As a single mom, I pride myself on having the capacity to survive alone. I generally saw that as a strength, to the point when I couldn’t be strong. I was forced to relinquish some of that control and asked for help. Honestly, it was hard, but the outcome was so much greater.
“Sometimes, asking for help is the most meaningful example of self-reliance.”
4. Never Feel Guilty
I recently started working a 2nd job to generate some additional income. But what I didn’t want to admit was that I really wanted some time away. I needed to feel like my old self again. I wanted to make plans with friends, have adult conversations, and meet new people. Things were amazing. I was starting to feel like things were getting back to normal for me emotionally. I had time to chat with people, I had some free time before and after my shifts to explore the town or just binge on some rated-R movies on Netflix.
That was until my son started to cry. He told me he was sad that I was working every other weekend. He wanted me home everyday spending every minute I have with just him. It crushed me. I felt so bad that he was feeling this way. My first thought was to quit. I told myself that I didn’t really need this job anyway. I gave myself every reason known to man why I should just leave my part-time job and spend every ticking second with my child, so he wouldn’t feel abandoned.
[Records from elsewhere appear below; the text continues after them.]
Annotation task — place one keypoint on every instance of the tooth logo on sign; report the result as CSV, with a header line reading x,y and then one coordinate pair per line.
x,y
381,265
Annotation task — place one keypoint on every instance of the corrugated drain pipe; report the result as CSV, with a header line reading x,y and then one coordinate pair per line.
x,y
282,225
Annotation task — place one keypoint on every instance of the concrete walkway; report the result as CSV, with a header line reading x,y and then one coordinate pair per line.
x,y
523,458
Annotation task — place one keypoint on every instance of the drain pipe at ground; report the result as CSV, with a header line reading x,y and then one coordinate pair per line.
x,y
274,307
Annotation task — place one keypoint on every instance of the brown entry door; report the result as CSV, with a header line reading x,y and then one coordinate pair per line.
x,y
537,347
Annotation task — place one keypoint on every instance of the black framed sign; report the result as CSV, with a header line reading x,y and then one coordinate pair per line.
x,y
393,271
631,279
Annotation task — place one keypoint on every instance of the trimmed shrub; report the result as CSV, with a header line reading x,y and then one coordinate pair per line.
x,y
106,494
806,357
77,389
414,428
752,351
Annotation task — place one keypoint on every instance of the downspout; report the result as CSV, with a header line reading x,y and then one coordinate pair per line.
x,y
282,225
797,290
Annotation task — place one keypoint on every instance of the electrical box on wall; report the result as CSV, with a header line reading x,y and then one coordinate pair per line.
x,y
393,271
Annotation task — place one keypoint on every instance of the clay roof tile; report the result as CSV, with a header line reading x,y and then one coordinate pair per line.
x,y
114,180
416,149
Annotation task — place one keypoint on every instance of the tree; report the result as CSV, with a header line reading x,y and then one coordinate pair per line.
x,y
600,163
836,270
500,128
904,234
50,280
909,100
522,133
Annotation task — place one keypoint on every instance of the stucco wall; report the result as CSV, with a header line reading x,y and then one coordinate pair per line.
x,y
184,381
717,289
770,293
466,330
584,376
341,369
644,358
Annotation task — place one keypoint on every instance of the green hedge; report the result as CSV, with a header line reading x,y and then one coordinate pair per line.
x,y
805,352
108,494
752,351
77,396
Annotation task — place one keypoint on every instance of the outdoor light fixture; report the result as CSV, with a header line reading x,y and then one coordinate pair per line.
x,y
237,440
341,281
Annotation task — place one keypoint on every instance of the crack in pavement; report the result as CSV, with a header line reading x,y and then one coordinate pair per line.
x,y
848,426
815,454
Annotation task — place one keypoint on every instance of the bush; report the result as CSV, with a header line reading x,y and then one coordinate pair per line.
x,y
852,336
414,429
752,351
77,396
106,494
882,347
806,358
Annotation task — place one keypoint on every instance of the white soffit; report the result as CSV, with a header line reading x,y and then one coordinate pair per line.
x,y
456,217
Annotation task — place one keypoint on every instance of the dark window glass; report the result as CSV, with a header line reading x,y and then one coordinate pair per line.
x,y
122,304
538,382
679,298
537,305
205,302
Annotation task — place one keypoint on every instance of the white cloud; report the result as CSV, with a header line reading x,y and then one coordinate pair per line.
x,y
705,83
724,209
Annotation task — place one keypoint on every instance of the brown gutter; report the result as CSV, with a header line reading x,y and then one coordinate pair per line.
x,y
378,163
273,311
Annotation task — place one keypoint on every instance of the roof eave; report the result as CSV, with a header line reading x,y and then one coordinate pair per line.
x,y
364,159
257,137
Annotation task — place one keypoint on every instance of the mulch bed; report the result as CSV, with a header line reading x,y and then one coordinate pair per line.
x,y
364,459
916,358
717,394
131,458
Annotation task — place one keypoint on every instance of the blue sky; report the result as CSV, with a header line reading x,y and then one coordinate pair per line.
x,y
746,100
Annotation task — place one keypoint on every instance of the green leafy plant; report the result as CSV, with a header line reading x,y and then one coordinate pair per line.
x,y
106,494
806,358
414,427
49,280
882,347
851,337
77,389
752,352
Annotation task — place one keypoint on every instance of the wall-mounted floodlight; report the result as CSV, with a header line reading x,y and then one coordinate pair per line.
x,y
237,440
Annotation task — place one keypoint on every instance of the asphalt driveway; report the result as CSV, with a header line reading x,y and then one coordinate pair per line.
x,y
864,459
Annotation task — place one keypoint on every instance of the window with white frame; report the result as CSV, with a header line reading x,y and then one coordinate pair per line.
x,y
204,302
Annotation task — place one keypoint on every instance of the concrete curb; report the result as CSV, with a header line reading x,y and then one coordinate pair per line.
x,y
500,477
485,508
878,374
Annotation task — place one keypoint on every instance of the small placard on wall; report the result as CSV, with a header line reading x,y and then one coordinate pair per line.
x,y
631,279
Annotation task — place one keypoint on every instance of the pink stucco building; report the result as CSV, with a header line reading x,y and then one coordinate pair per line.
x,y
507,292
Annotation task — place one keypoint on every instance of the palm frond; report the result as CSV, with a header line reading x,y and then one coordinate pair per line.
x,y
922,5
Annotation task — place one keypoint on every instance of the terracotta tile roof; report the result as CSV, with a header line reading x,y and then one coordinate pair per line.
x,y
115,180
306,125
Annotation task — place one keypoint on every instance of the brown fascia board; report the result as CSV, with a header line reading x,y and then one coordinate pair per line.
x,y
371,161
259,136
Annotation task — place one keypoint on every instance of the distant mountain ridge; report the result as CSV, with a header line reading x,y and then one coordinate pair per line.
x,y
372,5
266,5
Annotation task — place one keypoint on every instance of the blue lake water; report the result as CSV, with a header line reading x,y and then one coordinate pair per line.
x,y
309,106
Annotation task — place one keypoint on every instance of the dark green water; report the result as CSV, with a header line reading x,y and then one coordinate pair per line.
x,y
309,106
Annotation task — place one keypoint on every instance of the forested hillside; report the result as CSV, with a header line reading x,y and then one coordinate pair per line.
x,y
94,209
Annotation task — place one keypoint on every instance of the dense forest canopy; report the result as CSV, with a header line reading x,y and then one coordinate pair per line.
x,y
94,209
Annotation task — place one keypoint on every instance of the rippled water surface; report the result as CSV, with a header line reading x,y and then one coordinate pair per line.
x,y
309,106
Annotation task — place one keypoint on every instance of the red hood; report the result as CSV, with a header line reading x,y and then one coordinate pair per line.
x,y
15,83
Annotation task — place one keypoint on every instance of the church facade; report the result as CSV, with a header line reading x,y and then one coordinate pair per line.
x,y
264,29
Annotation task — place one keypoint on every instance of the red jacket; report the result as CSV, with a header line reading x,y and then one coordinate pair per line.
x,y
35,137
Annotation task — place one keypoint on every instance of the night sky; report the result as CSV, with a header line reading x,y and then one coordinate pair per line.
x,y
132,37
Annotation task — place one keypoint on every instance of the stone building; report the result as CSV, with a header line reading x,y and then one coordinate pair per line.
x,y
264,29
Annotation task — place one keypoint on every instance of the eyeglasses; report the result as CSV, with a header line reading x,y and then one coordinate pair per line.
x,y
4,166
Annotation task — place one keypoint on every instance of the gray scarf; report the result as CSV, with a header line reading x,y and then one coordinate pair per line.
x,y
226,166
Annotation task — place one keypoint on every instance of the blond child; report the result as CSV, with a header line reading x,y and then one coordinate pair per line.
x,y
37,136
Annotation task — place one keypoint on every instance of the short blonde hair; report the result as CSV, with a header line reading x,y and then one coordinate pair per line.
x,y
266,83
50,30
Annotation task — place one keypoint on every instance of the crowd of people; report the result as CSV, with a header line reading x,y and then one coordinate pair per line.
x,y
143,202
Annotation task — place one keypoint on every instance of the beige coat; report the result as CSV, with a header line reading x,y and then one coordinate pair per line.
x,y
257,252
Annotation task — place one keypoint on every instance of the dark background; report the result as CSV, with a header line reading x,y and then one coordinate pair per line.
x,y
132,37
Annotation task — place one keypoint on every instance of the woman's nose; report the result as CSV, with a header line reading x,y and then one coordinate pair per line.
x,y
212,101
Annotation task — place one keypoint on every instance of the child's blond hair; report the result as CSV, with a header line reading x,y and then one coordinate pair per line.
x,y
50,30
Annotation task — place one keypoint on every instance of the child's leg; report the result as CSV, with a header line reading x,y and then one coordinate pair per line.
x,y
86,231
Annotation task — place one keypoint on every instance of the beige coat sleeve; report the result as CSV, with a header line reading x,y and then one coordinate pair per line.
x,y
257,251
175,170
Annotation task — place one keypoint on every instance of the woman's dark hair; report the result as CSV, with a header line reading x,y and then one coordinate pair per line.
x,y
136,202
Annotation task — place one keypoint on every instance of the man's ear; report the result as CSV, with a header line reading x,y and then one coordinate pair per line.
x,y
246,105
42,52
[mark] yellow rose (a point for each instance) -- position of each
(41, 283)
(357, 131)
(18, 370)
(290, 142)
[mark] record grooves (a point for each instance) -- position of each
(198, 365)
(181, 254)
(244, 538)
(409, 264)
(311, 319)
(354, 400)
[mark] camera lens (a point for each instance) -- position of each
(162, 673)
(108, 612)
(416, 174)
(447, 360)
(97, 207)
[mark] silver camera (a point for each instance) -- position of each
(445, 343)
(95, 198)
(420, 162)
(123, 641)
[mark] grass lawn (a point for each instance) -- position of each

Usually, guilt makes us feel that we’ve neglected to satisfy a commitment or satisfy an obligation. It’s imperative to recognize and process your feelings. Why would do I feel terrible about leaving my child while I work? Why do I feel I’m not deserving of relaxation? When I asked myself these questions, I understood my blame originated from a more profound issue.
Finally, I was forthcoming with myself and recognized that the things that brought me the most guilt, were things that didn’t really belong to me. I felt guilty for being a single mother like there was something I could do to change the circumstance. But why? I didn’t ask them to leave. I’ve left every door open for them to do the “right” thing. All of a sudden it hit me. It wasn’t guilt I was feeling, it was sadness. I have the right to have a good time. I deserve the right to share my time with other people besides my child. I have the right to do things that influence me to feel great without going through the emotional attack I have with myself.
5. Bury the Hatchet
Everyone has a story as to why they are now parenting alone, and I truly understand the struggle. I have figured out how to be the ghost under the bed whisperer, the boo-boo kisser, the personal lullaby performer, all alone, 24 hours a day. Yet I still seem to get up every day at the crack of dawn to do it all over again. Because these were the cards I was dealt.
Many times, the thought of it all has brought me to tears and at times I’ve had to really check my spirit. And when I least expected it, my son asked the ultimate question. “Mommy, do I have a daddy?” I was stunned, to say the least. I had thoughtfully planned out my response for nearly 6 years, but the time came for me to give an answer I was speechless. I was put on the spot and I had to acknowledge my child’s questions.
I told him about his dad and he asked where he was. I said, “Hun, your daddy isn’t ready to be a part of our family right now.” As hard as that was for me to deal with, I understood that being bitter about my circumstance didn’t bring his father around. Hating his decision to be absent would not help my son process his emotions. I needed to forgive to be able to remove the hurt and pain he caused me. I changed my perspective on my life story and realized his decision to leave is making me better despite the fact that it hurt. I finally buried the hatchet because in reality becoming a single mother happened FOR me and not to me.